Changes to Candidate Biographies Implemented

March 17th, 2025 by David Simms

Categorized as: Product Development

Woman interacts with a computer.

Candidates have long been able to input their own biographies into the system. Election managers have also long been able to input biographies on behalf of candidates. How that is done has now changed. While this could just about go without an announcement given how seamless the changes are from a user experience perspective, it’s worth pointing out that the motivation for the change was to address an issue that would sometimes arise while an election manager was entering a candidate biography into the system. If you were one of the few election managers that bumped into this, read on.

Background

Skypunch uses the Web Application Firewall (WAF) provided by Amazon Web Services (AWS) to protect the system from malicious requests for webpages. What constitutes a “malicious request” is determined by AWS examining the innumerable volume of requests that pass through their systems around the world every day making it a very robust and highly refined WAF. Indeed Skyunch benefits enormously from its use as it blocks many would-be malicious requests at the outermost ring of the system. Skypunch has also in the past used a what-you-see-is-what-you-get (WYSIWYG) style text editor to enable both candidates and election managers to apply styling (bold, italics, ordered lists, etc.) to the text included in a candidate biography as well as in position descriptions. Sometimes the WAF and the text editor would clash because the text editor might, in some cases, apply styling using what are called inline style sheets. The point of this article is not to serve as a tutorial about inline style sheets or the available alternatives, but suffice it to say that inline styling of text is something that can create vulnerabilities that a would-be cyber attacker could exploit. That meant that when the WAF spotted one of these inline style sheets it would block the request.

The Solution

A solution was needed and as fate should have it, a solution had already been implemented on the interface candidates use for inputting their own biographies. All that was needed then, was for election managers to be directed to the same webpage used by candidates. That’s simple enough to do and has now been done, but election managers who may be accustomed to having a pop-up window appear that allows for editing a candidate biography, will now be directed instead to a full webpage where you are effectively impersonating the candidate. 
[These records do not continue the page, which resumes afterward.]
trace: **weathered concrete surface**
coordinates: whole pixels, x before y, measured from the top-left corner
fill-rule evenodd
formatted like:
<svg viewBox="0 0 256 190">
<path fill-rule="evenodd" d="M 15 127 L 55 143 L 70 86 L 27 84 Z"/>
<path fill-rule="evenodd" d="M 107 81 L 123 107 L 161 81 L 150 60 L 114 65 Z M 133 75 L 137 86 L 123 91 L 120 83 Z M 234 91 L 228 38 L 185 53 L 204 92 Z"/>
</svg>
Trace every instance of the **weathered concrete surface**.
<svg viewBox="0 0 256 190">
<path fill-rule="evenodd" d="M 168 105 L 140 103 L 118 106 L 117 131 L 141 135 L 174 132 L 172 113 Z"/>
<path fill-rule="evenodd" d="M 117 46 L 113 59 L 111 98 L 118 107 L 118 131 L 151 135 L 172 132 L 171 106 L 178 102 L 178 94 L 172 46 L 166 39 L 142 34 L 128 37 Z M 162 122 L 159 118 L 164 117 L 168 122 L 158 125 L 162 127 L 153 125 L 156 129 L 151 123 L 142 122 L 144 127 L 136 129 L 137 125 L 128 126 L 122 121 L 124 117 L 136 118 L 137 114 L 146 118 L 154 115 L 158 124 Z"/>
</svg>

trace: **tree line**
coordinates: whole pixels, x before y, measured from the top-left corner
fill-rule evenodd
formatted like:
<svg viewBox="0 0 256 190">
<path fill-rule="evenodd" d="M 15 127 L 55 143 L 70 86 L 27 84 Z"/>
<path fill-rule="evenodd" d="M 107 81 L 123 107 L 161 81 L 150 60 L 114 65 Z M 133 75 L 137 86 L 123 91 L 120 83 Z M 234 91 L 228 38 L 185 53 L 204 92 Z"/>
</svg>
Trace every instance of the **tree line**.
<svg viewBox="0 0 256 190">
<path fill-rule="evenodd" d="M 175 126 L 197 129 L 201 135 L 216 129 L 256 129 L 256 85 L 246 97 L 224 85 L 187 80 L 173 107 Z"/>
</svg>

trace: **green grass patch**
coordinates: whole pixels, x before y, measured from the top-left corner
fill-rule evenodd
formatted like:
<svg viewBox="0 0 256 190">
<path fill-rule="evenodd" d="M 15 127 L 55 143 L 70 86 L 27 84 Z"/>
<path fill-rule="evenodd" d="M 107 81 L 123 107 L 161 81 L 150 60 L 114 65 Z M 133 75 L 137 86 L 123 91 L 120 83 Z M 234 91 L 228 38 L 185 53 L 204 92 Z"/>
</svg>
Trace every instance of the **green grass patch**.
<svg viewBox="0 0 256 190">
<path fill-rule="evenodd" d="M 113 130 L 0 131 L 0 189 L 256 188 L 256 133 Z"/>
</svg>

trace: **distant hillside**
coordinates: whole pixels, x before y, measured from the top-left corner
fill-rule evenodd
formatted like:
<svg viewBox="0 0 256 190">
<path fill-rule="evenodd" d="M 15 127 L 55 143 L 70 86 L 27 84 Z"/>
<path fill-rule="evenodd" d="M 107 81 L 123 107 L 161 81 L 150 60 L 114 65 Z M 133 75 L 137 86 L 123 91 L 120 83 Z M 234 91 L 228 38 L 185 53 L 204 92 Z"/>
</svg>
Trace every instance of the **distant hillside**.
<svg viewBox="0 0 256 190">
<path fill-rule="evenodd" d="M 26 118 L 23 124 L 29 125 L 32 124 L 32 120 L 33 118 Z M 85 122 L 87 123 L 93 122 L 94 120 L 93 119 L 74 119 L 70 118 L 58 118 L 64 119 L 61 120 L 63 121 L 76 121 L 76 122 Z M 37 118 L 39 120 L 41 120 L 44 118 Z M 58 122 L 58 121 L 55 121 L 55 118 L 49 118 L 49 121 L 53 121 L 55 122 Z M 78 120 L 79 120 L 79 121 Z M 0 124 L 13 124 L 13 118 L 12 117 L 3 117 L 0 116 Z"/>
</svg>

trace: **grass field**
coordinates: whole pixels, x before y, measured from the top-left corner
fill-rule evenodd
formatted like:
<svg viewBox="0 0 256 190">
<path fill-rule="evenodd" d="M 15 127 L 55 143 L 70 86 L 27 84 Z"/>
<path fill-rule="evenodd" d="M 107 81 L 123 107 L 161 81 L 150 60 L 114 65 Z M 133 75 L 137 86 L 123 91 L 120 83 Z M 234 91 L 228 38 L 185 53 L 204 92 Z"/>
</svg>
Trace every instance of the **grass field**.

This approach solves the conflict between the WAF and the text editor by simply not using the text editor at all, but instead markdown. Markdown was created for exactly such uses cases as this and already has its own reference page on the Skypunch website. There is also a markdown quick-reference on the biography page itself.

Position Descriptions

Because adding a position description to a position used the same text styling framework as candidate biographies, that too has been modified to direct an election manager to a full webpage where markdown  may be used to style text.

Added Benefits

During the course of performing this work, some other benefits were thrown in as a bonus.

  1. Candidates used to access the biography editor using a username and password. They now do so using a magic link. They receive an email including a link unique to them; click the link; and are auto-authenticated into the system. This provides for a lower friction experience, they need only to be very certain not to share the link as it is unique to them.
  2. Election managers may now preview position descriptions while editing them. Previewing used to mean that after saving changes to a position description, one would need to visit the ballot to view the position descriptions as they will appear to voters, but that may now be done on the same page as the editing which is a bonus.